How many sequences should I track when applying the random encounter model to camera trap data?

• Published in: Journal of zoology (1987) Vol. 324; no. 2; pp. 155 - 162
• Main Authors: Palencia, P., Barroso, P.
• Format: Journal Article
• Language: English
• Published: London Blackwell Publishing Ltd 01.10.2024
• Subjects: abundance; camera trapping; Cameras; Cervus elaphus; Dama dama; Deer; Estimates; Foxes; Optimization; Parameter estimation; Parameter identification; Population density; Population studies; Random sampling; Sequences; Sus scrofa; Tracking; unmarked; Wildlife
• ISSN: 0952-8369; 1469-7998
• DOI: 10.1111/jzo.13204

The random encounter model (REM) is a camera trapping method to estimate population density (i.e. number of individuals per unit area) without the need for individual recognition. The REM can be applied considering camera trap data only by tracking the passages of animals in front of the camera (i.e. sequences). However, it has not been assessed how the number of sequences tracked (i.e. trajectory of the animal reconstructed) influences the REM estimates. In this context, we aimed to gain further insights into the relationship between the number of sequences tracked and reliability in REM estimates to optimize its applicability. We monitored multiple species using camera traps, and we applied REM to estimate population density. We considered red fox Vulpes vulpes, roe deer Capreolus capreolus, fallow deer Dama dama, red deer Cervus elaphus and wild boar Sus scrofa as model species. We tracked from a minimum of 154 (red fox) to a maximum of 527 (red deer) sequences per species, and we then sampled the dataset to simulate different scenarios in which a lower number of sequences were tracked (20, 40, 80 and 160).

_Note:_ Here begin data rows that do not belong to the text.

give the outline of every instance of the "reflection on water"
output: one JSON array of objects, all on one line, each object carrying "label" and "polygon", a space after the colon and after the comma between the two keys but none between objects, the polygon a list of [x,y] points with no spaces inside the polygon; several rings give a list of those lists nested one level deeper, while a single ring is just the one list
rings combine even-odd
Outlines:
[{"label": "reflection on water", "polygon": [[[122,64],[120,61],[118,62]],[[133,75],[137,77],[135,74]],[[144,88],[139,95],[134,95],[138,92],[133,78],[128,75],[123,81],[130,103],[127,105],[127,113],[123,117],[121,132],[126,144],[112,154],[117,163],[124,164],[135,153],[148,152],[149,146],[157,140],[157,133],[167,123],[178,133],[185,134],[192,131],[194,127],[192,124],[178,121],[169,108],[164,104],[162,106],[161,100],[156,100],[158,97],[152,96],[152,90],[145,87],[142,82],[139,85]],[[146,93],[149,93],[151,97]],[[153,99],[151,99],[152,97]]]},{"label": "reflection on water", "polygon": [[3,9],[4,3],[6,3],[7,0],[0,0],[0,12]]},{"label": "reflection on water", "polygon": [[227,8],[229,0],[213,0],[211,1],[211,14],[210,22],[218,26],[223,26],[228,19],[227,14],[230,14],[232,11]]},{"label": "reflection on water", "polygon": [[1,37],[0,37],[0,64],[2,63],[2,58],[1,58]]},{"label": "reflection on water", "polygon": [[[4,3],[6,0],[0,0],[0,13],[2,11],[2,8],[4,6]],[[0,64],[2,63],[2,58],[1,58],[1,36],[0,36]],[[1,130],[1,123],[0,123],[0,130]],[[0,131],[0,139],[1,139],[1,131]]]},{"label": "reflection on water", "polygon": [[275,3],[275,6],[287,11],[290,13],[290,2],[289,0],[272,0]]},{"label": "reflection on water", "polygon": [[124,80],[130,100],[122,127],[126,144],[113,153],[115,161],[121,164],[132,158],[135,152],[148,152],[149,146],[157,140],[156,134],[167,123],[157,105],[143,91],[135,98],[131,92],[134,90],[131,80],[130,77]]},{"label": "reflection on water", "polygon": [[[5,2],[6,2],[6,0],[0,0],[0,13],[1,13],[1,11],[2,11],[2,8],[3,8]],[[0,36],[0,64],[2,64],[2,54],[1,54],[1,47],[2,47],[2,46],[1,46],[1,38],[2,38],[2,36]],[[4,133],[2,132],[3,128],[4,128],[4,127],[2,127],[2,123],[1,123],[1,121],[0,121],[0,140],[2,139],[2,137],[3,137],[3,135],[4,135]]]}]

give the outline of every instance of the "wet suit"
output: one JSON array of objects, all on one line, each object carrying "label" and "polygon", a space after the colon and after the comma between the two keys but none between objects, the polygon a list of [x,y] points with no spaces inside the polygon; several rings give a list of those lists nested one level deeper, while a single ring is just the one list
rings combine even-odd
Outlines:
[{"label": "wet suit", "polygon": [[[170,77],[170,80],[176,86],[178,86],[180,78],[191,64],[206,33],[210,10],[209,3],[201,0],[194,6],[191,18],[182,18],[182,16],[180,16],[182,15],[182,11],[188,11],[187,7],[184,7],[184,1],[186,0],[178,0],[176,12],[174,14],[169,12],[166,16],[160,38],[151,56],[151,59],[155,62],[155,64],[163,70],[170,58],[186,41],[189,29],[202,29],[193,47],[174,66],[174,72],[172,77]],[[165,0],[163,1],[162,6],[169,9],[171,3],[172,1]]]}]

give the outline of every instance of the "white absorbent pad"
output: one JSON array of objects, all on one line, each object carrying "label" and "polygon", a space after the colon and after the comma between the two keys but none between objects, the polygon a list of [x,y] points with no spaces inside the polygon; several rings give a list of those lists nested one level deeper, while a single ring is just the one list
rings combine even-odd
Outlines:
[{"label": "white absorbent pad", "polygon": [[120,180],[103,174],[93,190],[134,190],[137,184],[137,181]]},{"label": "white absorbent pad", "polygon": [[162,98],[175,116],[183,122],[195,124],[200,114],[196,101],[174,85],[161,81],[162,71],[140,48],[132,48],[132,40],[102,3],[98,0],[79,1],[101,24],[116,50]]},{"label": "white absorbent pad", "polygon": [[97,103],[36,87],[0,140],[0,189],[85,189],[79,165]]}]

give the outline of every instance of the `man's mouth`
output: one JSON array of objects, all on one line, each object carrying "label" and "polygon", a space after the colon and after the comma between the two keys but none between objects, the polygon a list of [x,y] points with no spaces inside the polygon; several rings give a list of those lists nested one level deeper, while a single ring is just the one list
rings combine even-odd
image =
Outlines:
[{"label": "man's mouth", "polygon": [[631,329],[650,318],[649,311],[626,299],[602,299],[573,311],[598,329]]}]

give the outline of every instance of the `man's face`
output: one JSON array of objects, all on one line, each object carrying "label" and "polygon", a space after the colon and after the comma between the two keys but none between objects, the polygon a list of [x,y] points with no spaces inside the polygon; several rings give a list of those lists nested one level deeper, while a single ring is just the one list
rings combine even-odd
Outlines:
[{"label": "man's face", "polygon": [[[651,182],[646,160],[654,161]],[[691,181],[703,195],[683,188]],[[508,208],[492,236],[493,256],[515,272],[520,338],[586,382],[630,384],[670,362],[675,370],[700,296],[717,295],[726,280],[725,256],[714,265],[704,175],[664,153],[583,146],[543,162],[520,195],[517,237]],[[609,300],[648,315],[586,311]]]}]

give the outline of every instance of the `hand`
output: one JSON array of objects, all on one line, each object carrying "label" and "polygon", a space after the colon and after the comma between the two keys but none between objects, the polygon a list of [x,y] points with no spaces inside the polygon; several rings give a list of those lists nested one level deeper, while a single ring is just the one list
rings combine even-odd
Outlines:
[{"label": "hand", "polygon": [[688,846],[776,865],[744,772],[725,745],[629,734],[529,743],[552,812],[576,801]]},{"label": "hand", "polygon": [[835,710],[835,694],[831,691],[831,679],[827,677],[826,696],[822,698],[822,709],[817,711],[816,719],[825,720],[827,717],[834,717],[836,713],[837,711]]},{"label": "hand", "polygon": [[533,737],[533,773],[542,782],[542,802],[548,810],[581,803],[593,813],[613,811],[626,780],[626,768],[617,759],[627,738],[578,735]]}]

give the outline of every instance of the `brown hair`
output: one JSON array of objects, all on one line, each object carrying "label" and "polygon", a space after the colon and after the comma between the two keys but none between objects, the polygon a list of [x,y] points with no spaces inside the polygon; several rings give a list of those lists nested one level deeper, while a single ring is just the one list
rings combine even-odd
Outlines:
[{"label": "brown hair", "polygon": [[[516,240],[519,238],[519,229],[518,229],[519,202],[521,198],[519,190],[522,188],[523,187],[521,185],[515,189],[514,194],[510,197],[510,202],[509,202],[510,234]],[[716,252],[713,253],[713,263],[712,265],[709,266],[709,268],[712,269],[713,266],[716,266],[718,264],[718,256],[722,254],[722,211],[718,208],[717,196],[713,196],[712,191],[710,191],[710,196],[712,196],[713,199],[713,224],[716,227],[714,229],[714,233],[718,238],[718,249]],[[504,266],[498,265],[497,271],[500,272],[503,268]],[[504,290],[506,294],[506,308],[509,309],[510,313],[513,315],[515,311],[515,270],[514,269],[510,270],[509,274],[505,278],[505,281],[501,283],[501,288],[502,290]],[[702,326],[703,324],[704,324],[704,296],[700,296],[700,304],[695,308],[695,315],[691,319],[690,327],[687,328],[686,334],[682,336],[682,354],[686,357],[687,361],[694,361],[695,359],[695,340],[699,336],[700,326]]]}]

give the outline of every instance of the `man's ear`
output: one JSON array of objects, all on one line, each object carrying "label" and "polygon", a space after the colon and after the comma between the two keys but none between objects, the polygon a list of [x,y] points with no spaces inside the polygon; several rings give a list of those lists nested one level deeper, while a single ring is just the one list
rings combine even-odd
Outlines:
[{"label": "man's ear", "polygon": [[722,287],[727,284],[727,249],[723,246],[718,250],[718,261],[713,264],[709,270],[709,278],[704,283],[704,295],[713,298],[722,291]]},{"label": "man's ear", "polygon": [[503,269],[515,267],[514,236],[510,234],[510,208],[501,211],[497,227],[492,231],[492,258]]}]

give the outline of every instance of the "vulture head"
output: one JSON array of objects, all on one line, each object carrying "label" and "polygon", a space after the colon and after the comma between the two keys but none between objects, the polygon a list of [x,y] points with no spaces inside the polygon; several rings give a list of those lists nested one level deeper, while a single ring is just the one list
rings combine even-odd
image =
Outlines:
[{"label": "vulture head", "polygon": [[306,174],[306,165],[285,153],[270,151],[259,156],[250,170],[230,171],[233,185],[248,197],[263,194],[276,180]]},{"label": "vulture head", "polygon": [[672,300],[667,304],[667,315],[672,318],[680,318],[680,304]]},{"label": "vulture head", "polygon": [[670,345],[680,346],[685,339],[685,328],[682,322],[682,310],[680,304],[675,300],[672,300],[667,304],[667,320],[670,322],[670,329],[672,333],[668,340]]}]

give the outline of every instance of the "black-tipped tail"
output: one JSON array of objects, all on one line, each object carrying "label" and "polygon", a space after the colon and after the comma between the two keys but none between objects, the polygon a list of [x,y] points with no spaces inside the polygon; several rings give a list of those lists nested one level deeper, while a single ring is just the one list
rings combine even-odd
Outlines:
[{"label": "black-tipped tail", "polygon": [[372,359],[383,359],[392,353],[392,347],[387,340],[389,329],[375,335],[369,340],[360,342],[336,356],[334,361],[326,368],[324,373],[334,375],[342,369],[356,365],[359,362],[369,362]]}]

We also assessed the effect of adjusting the survey period to the minimum necessary to record the desired number of sequences. Our results suggest that tracking around 100 sequences returns a precision level equivalent to the one obtained by tracking a considerably higher number of sequences and reduced and optimized the human effort necessary to apply REM. Tracking less than 40 sequences could result in low precise density estimates. Our results also highlighted the relevance of considering study periods of ca. 2 months to increase the number of sequences recorded and tracking a random sample of them. Our results contribute to the optimization and harmonization of REM as a reference method to estimate wildlife population density without the need for individual identification. We make clear recommendations on the cost‐effective sample size for estimating REM parameters, optimizing the human effort when applying REM, and discouraging REM applications based on low sample sizes. This study focused on random encounter model (REM) optimization for camera trap data. We concluded that reconstructing the trajectory of around 100 animals crossing the field of view of the camera returned equivalent precision to the one obtained by tracking a considerably higher number of sequences. Survey periods of ca. 2 months are also recommended.